The chopper lands. The same girl or a different girl dances on the tarmac. He exits the helicopter and there he is: in a paradise of menace. A rope line of well-wishers offer their effusive welcomes, from handshakes to hugs to intimate kisses. As he walks by, they cover him in leis that create the impression of his already bulging white suit becoming unmanageably gargantuan. This even after back-to-back courses of the “Las Vegas Diet”: two weeks each of five-hundred-calorie-a-day restrictions and injections said to include the urine of pregnant women.

More shots of bikini clad beauties. Still more pandemonium on the procession to the venue: a bright red vehicle, a Kabuki scene, more native dance. From the perspective of the viewer, total sensory overload. Six years prior to its theatrical release, this is an unofficial preview of Apocalypse Now. You practically expect to see a howling Dennis Hopper and heads ritually placed on spears.

Say, Where Have I Seen This Guy?

Understand my irreverence was never situated in disrespect or unkindness. First he was a man and then he was a star and then he was a legend and then he was a caricature and finally an abstraction. This is the life cycle of commodification. By the time I first heard the name we were well into the weeds.

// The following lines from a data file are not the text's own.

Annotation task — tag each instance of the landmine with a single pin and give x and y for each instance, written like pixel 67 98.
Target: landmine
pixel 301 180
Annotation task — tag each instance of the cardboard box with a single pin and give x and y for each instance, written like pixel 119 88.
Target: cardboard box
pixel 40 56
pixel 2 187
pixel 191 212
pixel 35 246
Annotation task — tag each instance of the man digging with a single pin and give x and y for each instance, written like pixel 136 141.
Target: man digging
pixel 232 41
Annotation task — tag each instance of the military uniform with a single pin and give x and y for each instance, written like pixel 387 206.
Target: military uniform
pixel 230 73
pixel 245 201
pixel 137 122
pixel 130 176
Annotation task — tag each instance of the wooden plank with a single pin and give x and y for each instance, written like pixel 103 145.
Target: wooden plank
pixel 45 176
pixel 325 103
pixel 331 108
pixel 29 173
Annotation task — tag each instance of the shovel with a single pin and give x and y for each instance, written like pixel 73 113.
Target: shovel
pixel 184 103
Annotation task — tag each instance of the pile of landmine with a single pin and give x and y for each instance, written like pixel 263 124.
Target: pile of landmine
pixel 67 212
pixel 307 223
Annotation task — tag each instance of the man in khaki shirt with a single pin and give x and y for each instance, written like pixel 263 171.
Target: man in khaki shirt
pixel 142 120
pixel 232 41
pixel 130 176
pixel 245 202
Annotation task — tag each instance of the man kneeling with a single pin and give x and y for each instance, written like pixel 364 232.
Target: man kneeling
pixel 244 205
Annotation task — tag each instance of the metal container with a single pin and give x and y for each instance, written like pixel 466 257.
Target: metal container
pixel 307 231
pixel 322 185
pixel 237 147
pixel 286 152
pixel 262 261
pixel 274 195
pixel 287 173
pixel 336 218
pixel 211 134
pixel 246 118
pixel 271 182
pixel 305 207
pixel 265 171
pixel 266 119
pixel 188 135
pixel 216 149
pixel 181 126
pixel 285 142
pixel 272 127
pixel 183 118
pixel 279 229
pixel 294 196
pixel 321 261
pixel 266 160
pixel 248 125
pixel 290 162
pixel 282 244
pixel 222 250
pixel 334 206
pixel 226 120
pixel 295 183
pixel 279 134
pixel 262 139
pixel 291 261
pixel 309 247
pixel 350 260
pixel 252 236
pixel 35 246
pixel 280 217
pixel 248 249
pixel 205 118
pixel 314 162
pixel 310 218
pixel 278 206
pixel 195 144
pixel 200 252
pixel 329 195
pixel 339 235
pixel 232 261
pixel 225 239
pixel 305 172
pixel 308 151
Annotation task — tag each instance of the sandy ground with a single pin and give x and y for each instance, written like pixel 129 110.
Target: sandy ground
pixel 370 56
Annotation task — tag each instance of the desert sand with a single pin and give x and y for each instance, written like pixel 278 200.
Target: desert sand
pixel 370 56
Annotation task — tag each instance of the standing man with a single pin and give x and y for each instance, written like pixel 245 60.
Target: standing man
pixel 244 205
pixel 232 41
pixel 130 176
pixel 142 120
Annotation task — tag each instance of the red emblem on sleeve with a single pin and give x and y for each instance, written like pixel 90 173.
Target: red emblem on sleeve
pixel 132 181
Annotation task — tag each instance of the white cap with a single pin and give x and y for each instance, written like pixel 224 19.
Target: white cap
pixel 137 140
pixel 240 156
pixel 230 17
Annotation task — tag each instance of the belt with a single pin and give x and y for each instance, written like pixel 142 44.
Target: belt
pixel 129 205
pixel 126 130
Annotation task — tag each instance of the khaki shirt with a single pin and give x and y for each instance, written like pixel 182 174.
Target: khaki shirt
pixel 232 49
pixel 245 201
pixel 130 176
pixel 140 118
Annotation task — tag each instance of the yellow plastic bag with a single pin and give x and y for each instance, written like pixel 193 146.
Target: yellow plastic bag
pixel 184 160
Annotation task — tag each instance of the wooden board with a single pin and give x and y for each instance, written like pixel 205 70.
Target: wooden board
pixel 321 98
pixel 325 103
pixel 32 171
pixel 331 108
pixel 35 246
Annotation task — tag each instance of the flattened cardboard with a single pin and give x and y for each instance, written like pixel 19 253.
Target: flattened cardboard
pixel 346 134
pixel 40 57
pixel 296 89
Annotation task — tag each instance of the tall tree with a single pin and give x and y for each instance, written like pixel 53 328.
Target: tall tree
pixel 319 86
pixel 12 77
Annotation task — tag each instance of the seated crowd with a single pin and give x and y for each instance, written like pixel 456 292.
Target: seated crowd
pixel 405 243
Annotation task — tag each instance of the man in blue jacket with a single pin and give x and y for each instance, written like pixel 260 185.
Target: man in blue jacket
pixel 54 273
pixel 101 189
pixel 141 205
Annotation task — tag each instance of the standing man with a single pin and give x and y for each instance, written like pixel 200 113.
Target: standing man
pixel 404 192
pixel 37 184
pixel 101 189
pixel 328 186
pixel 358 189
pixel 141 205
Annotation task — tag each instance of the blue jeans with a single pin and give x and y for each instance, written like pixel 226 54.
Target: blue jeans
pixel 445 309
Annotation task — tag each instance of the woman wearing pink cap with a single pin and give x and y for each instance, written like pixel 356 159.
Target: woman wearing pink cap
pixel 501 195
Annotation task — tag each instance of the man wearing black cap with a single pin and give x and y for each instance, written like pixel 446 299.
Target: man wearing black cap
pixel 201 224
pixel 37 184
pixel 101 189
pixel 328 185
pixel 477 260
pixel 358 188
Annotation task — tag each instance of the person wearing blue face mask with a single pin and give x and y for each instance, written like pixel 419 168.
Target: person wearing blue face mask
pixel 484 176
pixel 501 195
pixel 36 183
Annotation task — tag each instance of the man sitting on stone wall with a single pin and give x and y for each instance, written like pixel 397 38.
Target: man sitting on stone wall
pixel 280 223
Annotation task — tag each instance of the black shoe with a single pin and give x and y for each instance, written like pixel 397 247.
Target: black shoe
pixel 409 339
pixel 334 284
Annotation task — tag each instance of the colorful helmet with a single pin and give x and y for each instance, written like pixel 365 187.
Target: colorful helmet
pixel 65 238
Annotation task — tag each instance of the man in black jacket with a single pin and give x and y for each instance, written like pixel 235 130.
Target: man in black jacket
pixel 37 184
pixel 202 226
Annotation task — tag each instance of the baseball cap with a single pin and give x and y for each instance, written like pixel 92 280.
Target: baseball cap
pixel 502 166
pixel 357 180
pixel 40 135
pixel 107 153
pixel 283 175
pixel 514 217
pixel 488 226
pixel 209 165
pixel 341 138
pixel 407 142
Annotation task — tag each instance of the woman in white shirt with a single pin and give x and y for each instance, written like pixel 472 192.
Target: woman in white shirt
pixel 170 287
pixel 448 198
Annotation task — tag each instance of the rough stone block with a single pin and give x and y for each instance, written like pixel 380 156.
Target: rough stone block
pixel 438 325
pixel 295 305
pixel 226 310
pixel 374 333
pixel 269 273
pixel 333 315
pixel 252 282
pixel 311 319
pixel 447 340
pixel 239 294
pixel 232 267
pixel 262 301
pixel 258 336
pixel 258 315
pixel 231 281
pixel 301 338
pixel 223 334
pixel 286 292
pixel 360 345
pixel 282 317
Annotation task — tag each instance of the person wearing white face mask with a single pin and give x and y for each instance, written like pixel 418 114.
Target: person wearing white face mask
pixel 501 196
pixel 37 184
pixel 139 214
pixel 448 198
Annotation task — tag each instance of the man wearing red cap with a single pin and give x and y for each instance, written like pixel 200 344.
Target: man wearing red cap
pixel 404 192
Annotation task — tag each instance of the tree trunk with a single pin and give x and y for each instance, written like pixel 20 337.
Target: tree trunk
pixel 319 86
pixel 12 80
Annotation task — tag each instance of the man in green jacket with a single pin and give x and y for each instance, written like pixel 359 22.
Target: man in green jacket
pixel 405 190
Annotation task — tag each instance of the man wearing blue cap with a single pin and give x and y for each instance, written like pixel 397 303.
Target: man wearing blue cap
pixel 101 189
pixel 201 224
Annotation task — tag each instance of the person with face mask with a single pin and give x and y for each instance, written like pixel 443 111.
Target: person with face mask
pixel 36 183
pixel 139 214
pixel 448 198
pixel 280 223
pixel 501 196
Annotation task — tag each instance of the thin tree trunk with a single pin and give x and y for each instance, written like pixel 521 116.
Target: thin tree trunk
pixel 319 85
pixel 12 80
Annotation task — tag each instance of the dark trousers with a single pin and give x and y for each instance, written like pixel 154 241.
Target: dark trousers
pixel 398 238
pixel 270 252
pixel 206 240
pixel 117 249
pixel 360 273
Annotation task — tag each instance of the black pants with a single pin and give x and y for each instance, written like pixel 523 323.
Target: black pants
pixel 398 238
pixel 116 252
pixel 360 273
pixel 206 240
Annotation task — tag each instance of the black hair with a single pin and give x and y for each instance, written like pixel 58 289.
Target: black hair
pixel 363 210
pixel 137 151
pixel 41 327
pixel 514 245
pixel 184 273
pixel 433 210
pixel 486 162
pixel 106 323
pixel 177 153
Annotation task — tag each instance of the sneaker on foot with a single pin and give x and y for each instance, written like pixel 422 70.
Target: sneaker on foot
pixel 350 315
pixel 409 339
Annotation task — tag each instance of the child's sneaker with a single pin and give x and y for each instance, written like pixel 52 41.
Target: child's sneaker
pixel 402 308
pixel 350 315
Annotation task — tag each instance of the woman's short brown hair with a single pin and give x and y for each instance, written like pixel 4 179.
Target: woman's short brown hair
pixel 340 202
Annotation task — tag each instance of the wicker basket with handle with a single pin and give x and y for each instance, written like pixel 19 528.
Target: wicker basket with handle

When I was a child, he was understood to be comical but I did not know why. What I knew was a bull market in kitsch—colorful drapes bearing his pompadoured mane and curled lips. Cut-rate paperbacks and trading cards and photos of him bloated and standing beside Richard Nixon. Weird tableaus. It wasn’t funny to me because the joke lacked context. I didn’t know his music save for the ubiquitous things: “Jailhouse Rock” and “Heartbreak Hotel” and maybe the one that went “I’m caught in a trap / and I can’t break out.”

Only gradually could I prise out the consequence of the man. I learned that the Clash said that he and the Beatles and the Rolling Stones didn’t exist in 1977, a claim that has only become more provocative with time. My early hero Declan MacManus pilfered his name and Buddy Holly’s image and made quite the career for himself. I saw Morrissey on MTV when I was fifteen, and heaven knows I was miserable then, but still the experience represented an improvement in my overall mood. From the tremulous voice and fantastic hair I knew there was a connection. And what of the Replacements’ Pleased to Meet Me, a favorite album, with its cover art an homage to GI Blues. A clue, to be sure, but to what?

The other thing you would hear is that he wasn’t dead. That people would see him, disguised, in random places. That his death was an elaborate hoax, perpetrated by whom and for what reason I do not know and never investigated. It was and is self-evidently silly or insane, but it does beg the question as to how such things take hold. Can a death be so unsatisfying as to demand a retake? Can it be because he seemed to disappear before he died?

TCB in a Flash

He was thirty-eight when they filmed Aloha from Hawaii. Rehearsals were held at the Hilton Hawaiian Village while the main stage was being constructed. A filmed first take in front of an empty theater ultimately comprised much of the footage eventually used on the broadcast. Imagine the man in front of no crowd at all. White suit, ruby-encrusted belt, billowing cape. He gestures emphatically one way and then the other. His nascent interest in martial arts has become his stagecraft—he chops and kicks at the air as he sings. He tears off his guitar and hands it to a roadie.

Despite the atmospherics, the music is often magnificent. Consider the personnel: Ronnie Tutt on drums, Jerry Scheff on bass, Glenn Hardin on keys, James Burton on guitar. Murderers’ Row. An opening breakneck rip through “C.C. Rider” is followed by an emulsified take on “Burnin’ Love.” The voice soars undiminished during a thoroughly convincing version of George Harrison’s “Something,” although he suspects the Beatles of having fomented anti-American sentiment and told J. Edgar Hoover’s lieutenants as much when he toured the FBI. He warmly thanks the audience who isn’t there. The TCB band rollicks perfectly behind him. 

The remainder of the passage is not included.